可他是知道洪途的实力的,自己连洪途都打不过,更不可能是顾渊的对手。
上台只会被当众羞辱,届时他在灵隐学院积累了两千年的威名便会一朝尽毁,彻底沦为整个天梧城茶余饭后的笑柄。
可要是转身逃遁,那更不行。
“胆小鬼”三个字会像烙印一样刻在他身上,景家的长辈丢不起这个脸,天梧城五大神王家族之间的暗流涌动也不会给他留任何退路。
钱家、孙家、赵家、李家,哪一个不是虎视眈眈地盯着景家出丑。
沉默在挑战台上空蔓延了整整十几息。
景鸿飞站在那里,衣袍被风拂动,身形却僵得像一尊石像。
终于,他咬着牙挤出两个字来。
“认输。”
这两个字又低又沉,像是被人从喉咙里硬生生抠出来的。
说完之后他猛地转身,头也不回地拂袖离去,月白色的锦袍在风中甩出一道凌厉的弧度。
但人还没走出挑战台区域,他又停了下来,微微侧过脸,眼角余光扫过顾渊,留下了一句冰冷到骨子里的威胁。
“记住了,这事没完。”
楚北璧一直站在观战台上,双手抱胸,神色从容,眼底却藏着一抹只有他自己才知道的如释重负。
景鸿飞没有上台,这是最好的结果。
在挑战台上堂堂正正地打一场,和当众把人羞辱到认输,对景家来说完全是两个性质的事。
前者是技不如人,景家再怎么记恨也要捏着鼻子认了,可后者是在大庭广众之下把景家的脸面按在地上碾,这份屈辱景家不会轻易咽下去。
但他并不后悔。
他早就对这潭死水深恶痛绝,如今终于有人来搅动了,他只有痛快,没有畏惧。
周围终于响起了此起彼伏的议论声。
“认输了?景鸿飞当众认输了?”
“他连上台都不敢,看来是真心虚。”
“废话,洪途都接不住顾渊一招,他连洪途都打不过,上台不是自取其辱吗。”
“可这口气他咽得下去?景家什么时候吃过这么大的亏。”
“咽不下也得咽,当着全学院的面,他想反悔也不成了。”
丁励那光头在人群中格外显眼,他张着嘴望着景鸿飞离去的背影,忽然笑出声来,笑得肆无忌惮,笑得眼泪都快出来了。
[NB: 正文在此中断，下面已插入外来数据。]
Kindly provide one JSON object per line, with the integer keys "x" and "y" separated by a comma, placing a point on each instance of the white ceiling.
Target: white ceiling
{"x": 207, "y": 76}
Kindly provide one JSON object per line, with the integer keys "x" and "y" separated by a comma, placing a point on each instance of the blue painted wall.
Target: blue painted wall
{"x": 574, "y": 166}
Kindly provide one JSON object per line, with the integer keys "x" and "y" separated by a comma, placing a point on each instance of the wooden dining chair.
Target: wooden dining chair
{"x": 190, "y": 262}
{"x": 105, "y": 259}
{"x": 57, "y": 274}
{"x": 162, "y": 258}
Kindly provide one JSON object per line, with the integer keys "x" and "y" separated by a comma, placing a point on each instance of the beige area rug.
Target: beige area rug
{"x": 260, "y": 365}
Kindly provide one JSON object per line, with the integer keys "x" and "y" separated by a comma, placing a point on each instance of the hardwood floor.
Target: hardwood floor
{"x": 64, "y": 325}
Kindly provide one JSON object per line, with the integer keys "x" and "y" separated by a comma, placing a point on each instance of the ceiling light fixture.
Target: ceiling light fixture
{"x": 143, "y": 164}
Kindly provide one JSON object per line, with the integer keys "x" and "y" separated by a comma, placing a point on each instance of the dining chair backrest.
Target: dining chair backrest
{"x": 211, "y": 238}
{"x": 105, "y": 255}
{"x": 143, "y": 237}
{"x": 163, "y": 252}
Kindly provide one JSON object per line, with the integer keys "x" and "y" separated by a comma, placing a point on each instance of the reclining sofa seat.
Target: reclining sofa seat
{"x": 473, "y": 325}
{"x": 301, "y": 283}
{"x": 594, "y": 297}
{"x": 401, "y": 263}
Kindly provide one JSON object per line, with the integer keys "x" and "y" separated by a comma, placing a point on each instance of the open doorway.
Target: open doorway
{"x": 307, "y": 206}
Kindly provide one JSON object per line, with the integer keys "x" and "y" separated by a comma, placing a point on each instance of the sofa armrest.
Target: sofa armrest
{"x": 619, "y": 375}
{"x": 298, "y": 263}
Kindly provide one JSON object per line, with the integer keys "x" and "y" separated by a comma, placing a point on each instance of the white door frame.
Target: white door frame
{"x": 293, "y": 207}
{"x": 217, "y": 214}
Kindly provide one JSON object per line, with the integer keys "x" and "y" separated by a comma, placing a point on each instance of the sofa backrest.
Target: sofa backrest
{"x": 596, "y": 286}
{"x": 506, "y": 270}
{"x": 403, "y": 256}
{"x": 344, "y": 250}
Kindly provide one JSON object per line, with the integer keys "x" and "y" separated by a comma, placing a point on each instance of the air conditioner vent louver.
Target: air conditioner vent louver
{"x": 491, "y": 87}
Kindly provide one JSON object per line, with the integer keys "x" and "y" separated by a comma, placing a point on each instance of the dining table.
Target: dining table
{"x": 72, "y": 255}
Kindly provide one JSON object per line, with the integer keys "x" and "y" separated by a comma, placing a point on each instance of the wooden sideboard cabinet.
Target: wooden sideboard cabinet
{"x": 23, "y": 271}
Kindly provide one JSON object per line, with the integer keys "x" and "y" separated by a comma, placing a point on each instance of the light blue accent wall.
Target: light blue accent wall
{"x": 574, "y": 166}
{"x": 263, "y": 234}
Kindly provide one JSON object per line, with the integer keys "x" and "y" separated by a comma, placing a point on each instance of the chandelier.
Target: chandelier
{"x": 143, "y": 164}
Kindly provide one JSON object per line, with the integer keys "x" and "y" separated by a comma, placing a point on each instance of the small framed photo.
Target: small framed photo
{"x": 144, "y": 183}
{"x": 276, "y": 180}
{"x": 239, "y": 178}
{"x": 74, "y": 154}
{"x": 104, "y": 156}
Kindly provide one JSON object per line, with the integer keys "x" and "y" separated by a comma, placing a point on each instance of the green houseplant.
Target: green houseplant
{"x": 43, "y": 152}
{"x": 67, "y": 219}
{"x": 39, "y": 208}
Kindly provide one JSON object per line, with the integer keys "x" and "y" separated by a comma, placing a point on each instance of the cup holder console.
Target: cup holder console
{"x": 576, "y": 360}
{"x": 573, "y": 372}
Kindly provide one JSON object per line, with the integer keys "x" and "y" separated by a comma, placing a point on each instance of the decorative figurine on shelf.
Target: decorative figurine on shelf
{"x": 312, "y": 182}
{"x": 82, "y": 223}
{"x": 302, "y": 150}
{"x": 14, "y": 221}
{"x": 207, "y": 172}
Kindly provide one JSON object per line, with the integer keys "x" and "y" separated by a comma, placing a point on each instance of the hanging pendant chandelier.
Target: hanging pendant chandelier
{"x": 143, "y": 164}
刘修在一旁偷偷扯他的袖子示意他收敛一点,可他实在忍不住。
他在下品宿舍窝了那么多年,心里的怨气多了去了,今日亲眼看见景家太子当众吃瘪,简直是憋了几十年的恶气一朝吐尽。
洪途站在人群边缘,望着景鸿飞消失的方向,沉默了片刻,然后摇了摇头。
那摇头里没有幸灾乐祸,只有一声说不清道不明的叹息。
他和景鸿飞并不交好,但同在一个屋檐下修炼多年,多少也知道景家的分量。
这一场冲突不会就此结束,顾渊日后的路,怕是比自己更难走。
众人这才后知后觉地意识到一件事。
灵隐学院十星学员的格局,从这一刻起彻底被改写了。
不到两千八百岁的顾渊,已经是毫无争议的学员第一人,实力碾压洪途,气势逼退景鸿飞,下下品、下品、中品、上品,一日之内连跳三级,这种战绩放眼灵隐学院数千年的历史,怕是找不出第二个人来。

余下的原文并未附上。